PS 11-89
Farms on campus: Strong stakeholder support for an educational garden at a non-land-grant university

Monday, August 11, 2014
Exhibit Hall, Sacramento Convention Center
Gina M. Bacigalupi, Environmental Studies, San José State University
Rachel O'Malley, Environmental Studies Department, San Jose State University, San Jose, CA
Ellen L. Woodard, Anthropology, Geography, and Environmental Studies, California State University, East Bay
Background/Question/Methods

University farms and gardens are increasingly seen as effective tools for learning a variety of academic subjects and as resources that allow users to connect experientially to nature.
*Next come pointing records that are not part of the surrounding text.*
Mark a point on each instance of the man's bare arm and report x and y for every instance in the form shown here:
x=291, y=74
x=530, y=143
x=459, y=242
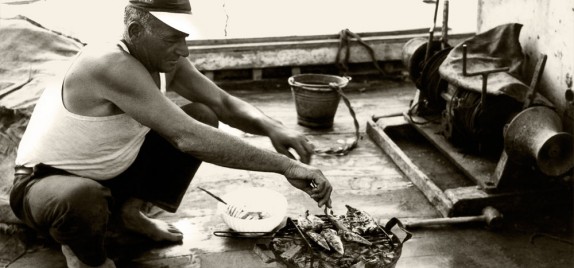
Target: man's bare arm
x=193, y=85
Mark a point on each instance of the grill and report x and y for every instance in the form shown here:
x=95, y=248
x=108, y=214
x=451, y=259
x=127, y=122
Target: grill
x=295, y=249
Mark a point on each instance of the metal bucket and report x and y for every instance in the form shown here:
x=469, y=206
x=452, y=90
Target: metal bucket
x=316, y=98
Most existing university farms, however, are found at resource-rich land-grant universities. This research evaluated stakeholder interest and willingness-to-pay in money, time, and labor for a proposed educational farm at a public, urban, non-land-grant university through an online survey of over 400 members of the California State University East Bay, Concord Campus community.

Results/Conclusions

Overall, support for an educational farm at this site was high amongst all stakeholder groups. Students and stakeholders who hold multiple positions on campus reported greater interest in interacting with a campus teaching farm than did faculty and staff, while administrators expressed the least likelihood to participate in the proposed farm. Younger respondents and females anticipated greater interaction levels than did older or male groups. Income affected willingness-to-pay paradoxically: middle-income respondents anticipated contributing the greatest financial support, while those in the highest and lowest income categories projected contributing the smallest levels of financial support. Across all stakeholders, high interest in garden-based education reflected the recent growth of urban gardening and experiential learning in city centers around the world. More avenues may be needed for administrators, decision-makers, and funders to interact with garden classrooms to render university teaching gardens more viable, widely-utilized, and financially tenable.